This grant will fund a five-year study to examine the roles various physical and biological factors play in intensifying and prolonging harmful algal blooms that occur annually off the Florida coast’s Gulf of Mexico (GoM), and the processes that lead to bloom termination. Harmful algal blooms (HABs) are phenomena that are increasingly observed in coastal waters throughout the world, and are caused by the rapid growth of certain species of microscopic phytoplankton (single-celled algae) that are part of the normal composition of aquatic ecosystems. This rapid growth, coupled with often toxin production by these algae, causes major environmental, economic, and health problems in coastal areas; current efforts by scientists and governmental agencies strive to understand the causes and ways to mitigate them.
“For the first time, this is a major effort supported by the US government that involves microbiologists, virologists, chemists, modelers, and governmental monitoring agencies to tackle the annual blooms plaguing the US coastline. Being the only scientist on this highly competitive grant from outside the US is also a testament to the wonderful research taking place here at NYUAD. Understanding the factors influencing these blooms in the GoM will have direct application to blooms occurring here in the Arabian Gulf and the Gulf of Oman, and perhaps some of our findings and solutions can be applied here in the future.”

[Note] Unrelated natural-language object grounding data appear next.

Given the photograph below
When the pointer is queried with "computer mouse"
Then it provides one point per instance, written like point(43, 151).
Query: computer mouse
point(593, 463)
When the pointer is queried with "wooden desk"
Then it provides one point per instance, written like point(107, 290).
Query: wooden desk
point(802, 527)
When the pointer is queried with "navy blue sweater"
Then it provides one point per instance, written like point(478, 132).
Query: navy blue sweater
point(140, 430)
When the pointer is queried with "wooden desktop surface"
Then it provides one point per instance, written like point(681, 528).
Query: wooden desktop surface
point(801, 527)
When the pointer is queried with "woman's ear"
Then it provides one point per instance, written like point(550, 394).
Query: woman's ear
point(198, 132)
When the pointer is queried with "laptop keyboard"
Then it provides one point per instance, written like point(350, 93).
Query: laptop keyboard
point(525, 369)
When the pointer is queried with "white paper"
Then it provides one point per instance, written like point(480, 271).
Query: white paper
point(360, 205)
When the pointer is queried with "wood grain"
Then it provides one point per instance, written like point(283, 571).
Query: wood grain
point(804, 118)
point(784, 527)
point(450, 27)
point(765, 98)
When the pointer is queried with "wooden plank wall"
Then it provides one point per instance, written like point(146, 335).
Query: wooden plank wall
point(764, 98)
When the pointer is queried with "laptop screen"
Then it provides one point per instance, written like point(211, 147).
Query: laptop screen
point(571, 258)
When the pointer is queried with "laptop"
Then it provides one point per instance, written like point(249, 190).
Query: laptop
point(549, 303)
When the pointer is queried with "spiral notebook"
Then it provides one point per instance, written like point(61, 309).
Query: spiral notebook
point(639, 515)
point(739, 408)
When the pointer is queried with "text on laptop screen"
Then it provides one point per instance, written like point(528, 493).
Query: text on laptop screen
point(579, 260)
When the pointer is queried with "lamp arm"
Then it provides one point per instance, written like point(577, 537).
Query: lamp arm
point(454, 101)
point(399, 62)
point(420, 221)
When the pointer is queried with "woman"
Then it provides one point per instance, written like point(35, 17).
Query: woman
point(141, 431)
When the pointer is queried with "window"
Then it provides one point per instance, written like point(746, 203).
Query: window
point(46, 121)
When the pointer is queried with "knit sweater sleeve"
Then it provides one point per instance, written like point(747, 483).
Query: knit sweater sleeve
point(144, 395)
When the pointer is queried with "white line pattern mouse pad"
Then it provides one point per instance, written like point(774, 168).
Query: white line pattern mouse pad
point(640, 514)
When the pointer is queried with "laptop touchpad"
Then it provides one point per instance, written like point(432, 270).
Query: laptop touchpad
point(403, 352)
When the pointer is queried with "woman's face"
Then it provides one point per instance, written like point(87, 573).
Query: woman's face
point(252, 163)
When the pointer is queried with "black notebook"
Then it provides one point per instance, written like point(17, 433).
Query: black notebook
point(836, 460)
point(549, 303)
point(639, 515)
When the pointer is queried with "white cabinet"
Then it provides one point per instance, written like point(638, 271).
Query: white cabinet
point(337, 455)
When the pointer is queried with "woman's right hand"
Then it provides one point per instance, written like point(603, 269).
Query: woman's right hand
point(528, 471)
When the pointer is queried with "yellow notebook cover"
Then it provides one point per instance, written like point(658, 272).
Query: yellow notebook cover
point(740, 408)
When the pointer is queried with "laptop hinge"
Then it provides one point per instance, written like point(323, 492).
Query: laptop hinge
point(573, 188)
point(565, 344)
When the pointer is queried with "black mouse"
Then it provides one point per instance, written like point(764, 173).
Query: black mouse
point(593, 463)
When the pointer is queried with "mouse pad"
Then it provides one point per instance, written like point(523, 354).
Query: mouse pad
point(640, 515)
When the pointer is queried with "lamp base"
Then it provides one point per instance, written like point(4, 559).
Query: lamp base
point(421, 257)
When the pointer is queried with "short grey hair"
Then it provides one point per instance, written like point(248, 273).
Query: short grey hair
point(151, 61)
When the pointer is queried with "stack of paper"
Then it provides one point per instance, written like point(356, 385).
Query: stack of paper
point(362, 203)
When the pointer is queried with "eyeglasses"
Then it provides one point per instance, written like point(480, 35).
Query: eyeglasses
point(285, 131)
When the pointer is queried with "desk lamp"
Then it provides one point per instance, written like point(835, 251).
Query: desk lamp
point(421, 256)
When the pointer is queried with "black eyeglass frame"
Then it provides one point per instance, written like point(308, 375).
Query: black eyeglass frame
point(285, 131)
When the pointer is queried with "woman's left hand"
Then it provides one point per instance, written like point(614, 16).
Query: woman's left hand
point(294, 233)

Amin brings extensive experience in marine microbiology, phytoplankton ecology, and metabolomics (metabolomics is the large-scale study of small molecules). His research lab focuses on understanding microbial symbioses in aquatic environments with strong emphasis on how microbiomes of eukaryotes [organisms with clearly defined nuclei] influence cell physiology and evolution. His work also examines why and how harmful algal species proliferate in the Arabian Gulf and beyond.